A History of Austria - Part X
Death of an Empire: Austria in World War I (1914 to 1918)
By 1914, Franz Joseph I had turned into an old man. If you make it to the treasury in Vienna, you will see the elaborately decorated and embroiled clothing for representative ceremonies that courts all over Europe used in the past millennium. Note that those from the K. & K. Empire are the most elaborate ones, much more than the medieval robes they were modelled after.
This was done to fake power and impress the crowds - you find a similar strategy manifested in the pompous buildings, such as the Hofburg Palace. The Hofburg was built at a point when everybody must have realised that the empire was already lying in state. Empress Elisabeth had been killed in 1898 by an Italian anarchist, and her son Rudolf had committed suicide even earlier in 1889 after a love affair. Franz Joseph′s nephew Franz Ferdinand was supposed to follow him on the throne.
On the 28th of June 1914, the Serbian national holiday, Franz Ferdinand visited army camps in Austria′s territory of Bosnia-Herzegowina. This was on the doorstep of Serbia and a severe provocation. A young man called Gavrilo Princip assassinated him and his wife Sophie. In response, Austria demanded extensive rights for investigations in Serbia, which was denied. What followed was a line of falling domino stones: all main powers of Europe were allied in one way or another and now declared war to their enemies or the enemies of their allies. The two big alliances were the Mittelmächte on one side (Austria-Hungary, Germany, Bulgaria, Turkey and Italy until 1917) and the Entente on the other (Britain, France, Russia, involuntarily Belgium, Serbia and, from 1917, Italy).

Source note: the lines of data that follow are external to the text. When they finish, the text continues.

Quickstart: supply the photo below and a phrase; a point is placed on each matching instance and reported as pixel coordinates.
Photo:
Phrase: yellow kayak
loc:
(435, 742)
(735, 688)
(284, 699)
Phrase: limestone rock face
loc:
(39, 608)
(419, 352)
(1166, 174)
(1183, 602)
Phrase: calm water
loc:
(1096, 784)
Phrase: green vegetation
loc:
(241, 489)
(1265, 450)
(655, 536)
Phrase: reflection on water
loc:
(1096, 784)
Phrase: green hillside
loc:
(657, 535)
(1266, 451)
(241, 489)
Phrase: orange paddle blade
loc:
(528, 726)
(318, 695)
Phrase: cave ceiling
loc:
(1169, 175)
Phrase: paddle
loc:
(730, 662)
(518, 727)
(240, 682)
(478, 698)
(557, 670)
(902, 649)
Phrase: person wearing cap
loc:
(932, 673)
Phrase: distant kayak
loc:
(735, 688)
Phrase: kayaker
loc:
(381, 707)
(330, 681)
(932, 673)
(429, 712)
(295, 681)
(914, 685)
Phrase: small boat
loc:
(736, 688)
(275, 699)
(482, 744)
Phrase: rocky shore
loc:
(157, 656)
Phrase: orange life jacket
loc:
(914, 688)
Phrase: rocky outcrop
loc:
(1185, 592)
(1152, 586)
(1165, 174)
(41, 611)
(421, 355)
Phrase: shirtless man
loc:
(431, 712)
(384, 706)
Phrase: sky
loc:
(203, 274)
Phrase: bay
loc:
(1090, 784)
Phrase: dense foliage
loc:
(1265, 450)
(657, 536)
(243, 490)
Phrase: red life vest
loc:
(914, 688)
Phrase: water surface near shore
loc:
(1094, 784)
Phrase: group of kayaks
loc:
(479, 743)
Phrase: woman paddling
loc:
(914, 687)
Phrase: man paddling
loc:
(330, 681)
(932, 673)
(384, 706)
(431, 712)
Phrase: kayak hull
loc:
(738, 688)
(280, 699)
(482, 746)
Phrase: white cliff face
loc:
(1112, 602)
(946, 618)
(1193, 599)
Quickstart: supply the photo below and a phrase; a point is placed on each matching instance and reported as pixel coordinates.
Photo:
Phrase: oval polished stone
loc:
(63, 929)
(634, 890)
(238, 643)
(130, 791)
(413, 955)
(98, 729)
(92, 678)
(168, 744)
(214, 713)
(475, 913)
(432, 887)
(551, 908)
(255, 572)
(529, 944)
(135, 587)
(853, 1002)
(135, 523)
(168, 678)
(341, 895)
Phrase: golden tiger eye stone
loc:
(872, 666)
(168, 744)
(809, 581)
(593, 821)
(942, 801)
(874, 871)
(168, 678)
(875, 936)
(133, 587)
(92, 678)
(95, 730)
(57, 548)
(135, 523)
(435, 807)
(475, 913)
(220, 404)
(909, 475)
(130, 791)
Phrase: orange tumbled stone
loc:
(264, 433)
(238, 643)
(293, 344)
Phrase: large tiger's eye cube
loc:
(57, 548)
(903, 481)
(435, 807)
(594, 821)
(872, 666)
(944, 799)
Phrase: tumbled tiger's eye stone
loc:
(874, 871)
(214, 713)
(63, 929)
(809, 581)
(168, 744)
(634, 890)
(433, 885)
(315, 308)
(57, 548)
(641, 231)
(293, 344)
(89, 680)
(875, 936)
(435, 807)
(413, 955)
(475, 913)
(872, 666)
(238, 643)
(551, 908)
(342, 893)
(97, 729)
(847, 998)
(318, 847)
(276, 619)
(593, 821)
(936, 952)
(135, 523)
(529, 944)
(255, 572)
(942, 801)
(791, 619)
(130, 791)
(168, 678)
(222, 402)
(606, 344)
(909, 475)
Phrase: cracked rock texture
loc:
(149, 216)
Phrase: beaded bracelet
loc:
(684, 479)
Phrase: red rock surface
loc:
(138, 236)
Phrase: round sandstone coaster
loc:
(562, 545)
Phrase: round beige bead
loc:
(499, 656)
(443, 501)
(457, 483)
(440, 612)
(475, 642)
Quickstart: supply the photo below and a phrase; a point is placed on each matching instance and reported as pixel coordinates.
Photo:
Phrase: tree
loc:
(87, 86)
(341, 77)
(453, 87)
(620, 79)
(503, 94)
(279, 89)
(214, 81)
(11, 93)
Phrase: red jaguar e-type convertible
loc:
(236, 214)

Don′t make the mistake to think that this war happened because the prince of a dying Empire was killed. There were many reasons for World War I, mostly concerned with power, greed and a pronounced nationalism all over Europe, stoked by the imperialist race for "den Platz an der Sonne" ("a spot in the sun"). This war was the most devastating of all wars Europe had ever seen; it was the first one with modern warfare and large-scale trenches with in which millions were used as gun fodder, slaughtered with newly developed explosives, poison gas or in brutal man to man fights.

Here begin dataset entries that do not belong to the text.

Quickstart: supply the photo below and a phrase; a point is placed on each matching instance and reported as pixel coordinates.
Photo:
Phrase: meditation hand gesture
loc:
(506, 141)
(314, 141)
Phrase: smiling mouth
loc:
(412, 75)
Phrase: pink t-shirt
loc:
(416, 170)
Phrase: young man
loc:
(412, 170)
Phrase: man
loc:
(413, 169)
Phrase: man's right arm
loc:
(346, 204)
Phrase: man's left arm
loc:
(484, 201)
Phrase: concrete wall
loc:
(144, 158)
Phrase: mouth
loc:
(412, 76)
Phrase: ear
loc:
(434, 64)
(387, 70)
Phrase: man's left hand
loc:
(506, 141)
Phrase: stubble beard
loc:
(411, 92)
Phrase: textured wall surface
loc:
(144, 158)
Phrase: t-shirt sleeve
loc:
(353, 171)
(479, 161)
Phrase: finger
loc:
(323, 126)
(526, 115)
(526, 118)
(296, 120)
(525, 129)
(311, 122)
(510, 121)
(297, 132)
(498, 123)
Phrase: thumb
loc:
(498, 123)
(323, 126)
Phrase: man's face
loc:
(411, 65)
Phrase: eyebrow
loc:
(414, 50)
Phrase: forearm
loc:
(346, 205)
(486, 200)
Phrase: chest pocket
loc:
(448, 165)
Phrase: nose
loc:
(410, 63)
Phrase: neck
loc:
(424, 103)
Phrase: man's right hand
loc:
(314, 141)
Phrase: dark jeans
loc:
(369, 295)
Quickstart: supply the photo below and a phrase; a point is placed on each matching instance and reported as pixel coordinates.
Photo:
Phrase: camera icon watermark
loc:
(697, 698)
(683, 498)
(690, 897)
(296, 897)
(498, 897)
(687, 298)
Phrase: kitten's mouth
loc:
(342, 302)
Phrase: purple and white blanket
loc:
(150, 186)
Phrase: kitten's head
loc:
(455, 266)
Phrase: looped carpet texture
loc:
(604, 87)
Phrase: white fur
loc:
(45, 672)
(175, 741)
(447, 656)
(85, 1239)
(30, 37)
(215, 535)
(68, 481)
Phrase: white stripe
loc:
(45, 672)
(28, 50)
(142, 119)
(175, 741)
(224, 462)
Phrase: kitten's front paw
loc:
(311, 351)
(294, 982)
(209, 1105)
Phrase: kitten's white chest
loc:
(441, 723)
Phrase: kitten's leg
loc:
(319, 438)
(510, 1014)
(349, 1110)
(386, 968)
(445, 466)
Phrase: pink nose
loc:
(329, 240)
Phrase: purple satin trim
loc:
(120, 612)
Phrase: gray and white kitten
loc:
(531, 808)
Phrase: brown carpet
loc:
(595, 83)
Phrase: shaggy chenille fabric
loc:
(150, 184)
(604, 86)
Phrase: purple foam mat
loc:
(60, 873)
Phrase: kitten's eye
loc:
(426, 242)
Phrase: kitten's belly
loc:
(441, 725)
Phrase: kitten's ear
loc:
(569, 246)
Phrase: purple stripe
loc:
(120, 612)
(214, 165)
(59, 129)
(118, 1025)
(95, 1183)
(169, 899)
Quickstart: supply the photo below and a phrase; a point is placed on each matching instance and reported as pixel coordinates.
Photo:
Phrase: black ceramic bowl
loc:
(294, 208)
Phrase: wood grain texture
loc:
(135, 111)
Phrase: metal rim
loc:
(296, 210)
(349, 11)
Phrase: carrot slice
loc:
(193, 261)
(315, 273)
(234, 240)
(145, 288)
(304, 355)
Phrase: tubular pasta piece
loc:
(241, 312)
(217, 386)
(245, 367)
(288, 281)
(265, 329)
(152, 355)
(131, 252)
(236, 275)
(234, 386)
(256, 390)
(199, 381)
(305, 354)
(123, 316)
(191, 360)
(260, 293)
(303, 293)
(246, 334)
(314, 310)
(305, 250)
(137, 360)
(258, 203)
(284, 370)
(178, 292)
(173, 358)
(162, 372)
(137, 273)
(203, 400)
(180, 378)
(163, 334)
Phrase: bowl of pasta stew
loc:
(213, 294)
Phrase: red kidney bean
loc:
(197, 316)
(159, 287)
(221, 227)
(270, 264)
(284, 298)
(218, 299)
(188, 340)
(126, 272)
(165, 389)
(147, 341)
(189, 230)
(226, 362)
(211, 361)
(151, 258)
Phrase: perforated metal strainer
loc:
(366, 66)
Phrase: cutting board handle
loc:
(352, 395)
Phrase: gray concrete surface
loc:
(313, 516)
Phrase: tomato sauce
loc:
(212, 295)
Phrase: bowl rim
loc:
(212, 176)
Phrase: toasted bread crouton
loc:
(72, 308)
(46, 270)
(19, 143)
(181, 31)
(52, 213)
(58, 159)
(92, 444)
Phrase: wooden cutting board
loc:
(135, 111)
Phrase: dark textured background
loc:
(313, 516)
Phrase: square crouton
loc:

For Austria-Hungary, the war was a complete disaster. The k. & k. military was in bad shape and the industrialisation of the eastern part of the empire was not very advanced, resulting in bad transport. Austria lost grounds to Russia and had to withdraw from its now Polish territories in Galicia. The frontlines were maintained with Prussian aid. Serbia turned out to be much more sophisticated than expected and progress was made only slowly and with the help of Bulgaria.

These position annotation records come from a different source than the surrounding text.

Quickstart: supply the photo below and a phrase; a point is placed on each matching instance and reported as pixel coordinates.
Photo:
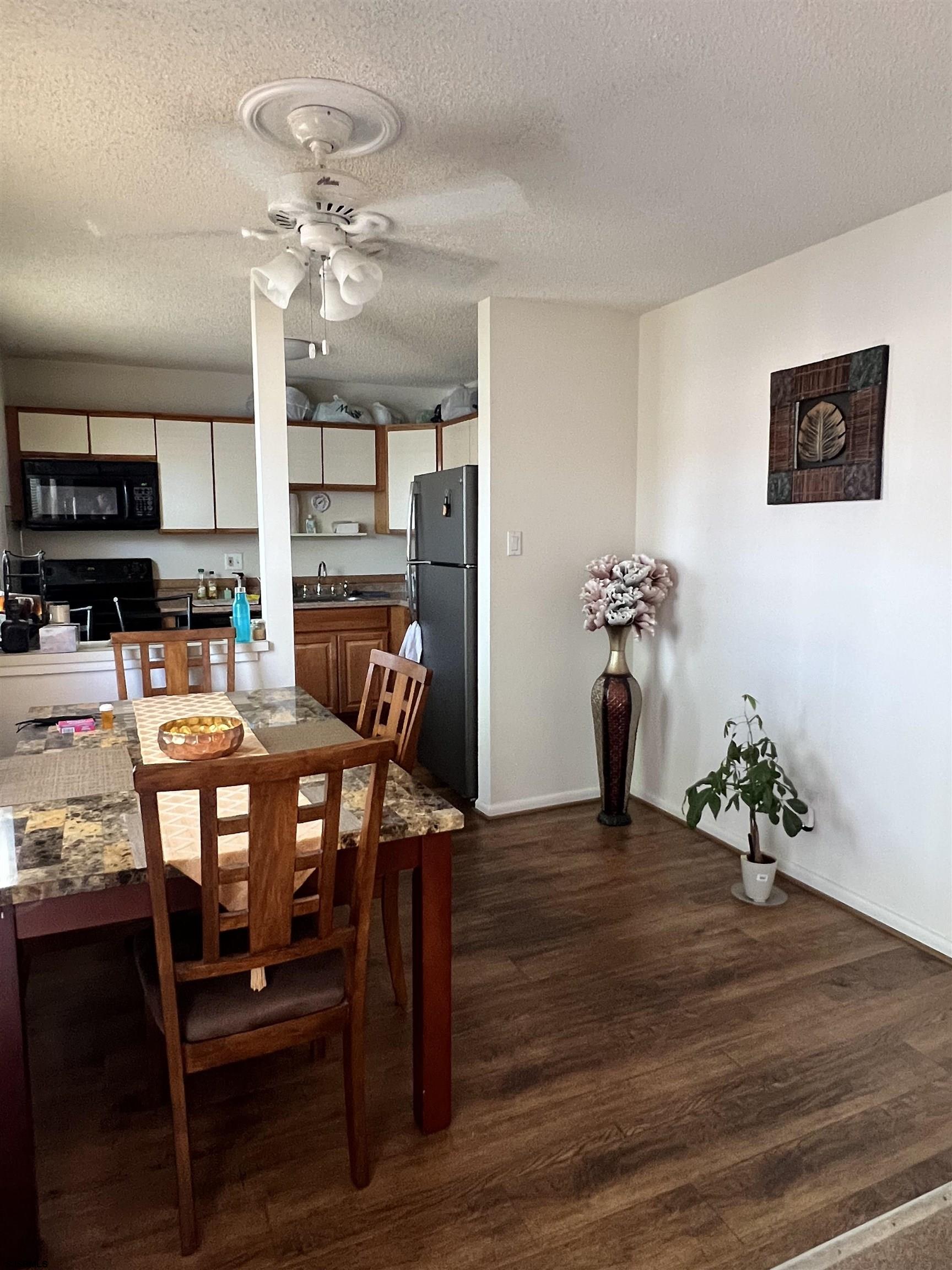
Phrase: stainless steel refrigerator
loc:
(441, 586)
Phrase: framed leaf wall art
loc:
(827, 429)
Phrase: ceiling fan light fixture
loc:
(280, 278)
(357, 275)
(334, 306)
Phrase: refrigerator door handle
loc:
(412, 552)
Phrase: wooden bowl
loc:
(201, 737)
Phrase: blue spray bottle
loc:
(240, 612)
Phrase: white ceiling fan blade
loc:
(490, 196)
(106, 234)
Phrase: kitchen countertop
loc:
(390, 602)
(93, 654)
(90, 844)
(205, 606)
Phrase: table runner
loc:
(178, 811)
(64, 774)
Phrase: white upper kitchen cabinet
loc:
(235, 477)
(460, 444)
(53, 433)
(121, 435)
(185, 451)
(410, 451)
(349, 456)
(305, 461)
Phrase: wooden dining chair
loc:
(394, 699)
(176, 661)
(197, 983)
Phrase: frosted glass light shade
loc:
(336, 308)
(360, 277)
(280, 277)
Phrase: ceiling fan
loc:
(328, 220)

In 1916, Franz Joseph died and Karl I became the last Austrian-Hungarian Emperor. The supplies in Vienna were bad and at starvation very common. In 1917, Italy changed the lines and caused Austria high losses in the southern parts of the Alps. Lenin went with German aid from Switzerland to Russia and with the start of the Russian Revolution, there was peace on the Eastern front.
In October 1918, after millions had lost their lives, the Empire fell apart. Karl I tried to transform it into a federation of nations with democratic structures. He accepted that he would not be involved in future governments, but did not resign formally (this is mostly why he and his family was kicked out of Austria a little while later). After more than 600 years, the Habsburg rule ended in Austria and the empire disintegrated into a whole bunch of small countries. Austria was now called the democratic republic of "Deutschösterreich" ("German-Austria") to emphasise its ethnic background. Many German-speaking people (mostly Swabians and Jews) from other parts of the former empire moved to Vienna.
A crippled nation: Austria after WWI
It was a country that nobody wanted: With the industries in Bohemia and the agriculture in Hungary, many thought that Austria was not sustainable. In addition, the peace treaties of Versailles and St. Germain (for Germany and Austria, respectively) forced Austria to pay fines as reparation to the Entente. It sold its navy, as access to the sea was lost to Italy and Serbia-Croatia-Slovenia (SHS) anyway.
Austria claimed all territories of the former Empire that had a German-speaking majority - but the Entente prohibited this in many cases. In several provinces there were attempts to spit from Austria and join other countries (Vorarlberg to Switzerland, Tyrol to Italy to re-establish unity as parts of Tyrol had been "paid" to Italy for changing the sides; Salzburg to Germany). The "Anschluss" (merging) with Germany was prohibited by the peace treaty and even the name Deutschösterreich had to be changed into "Republik Österreich" (Republic of Austria) in 1919.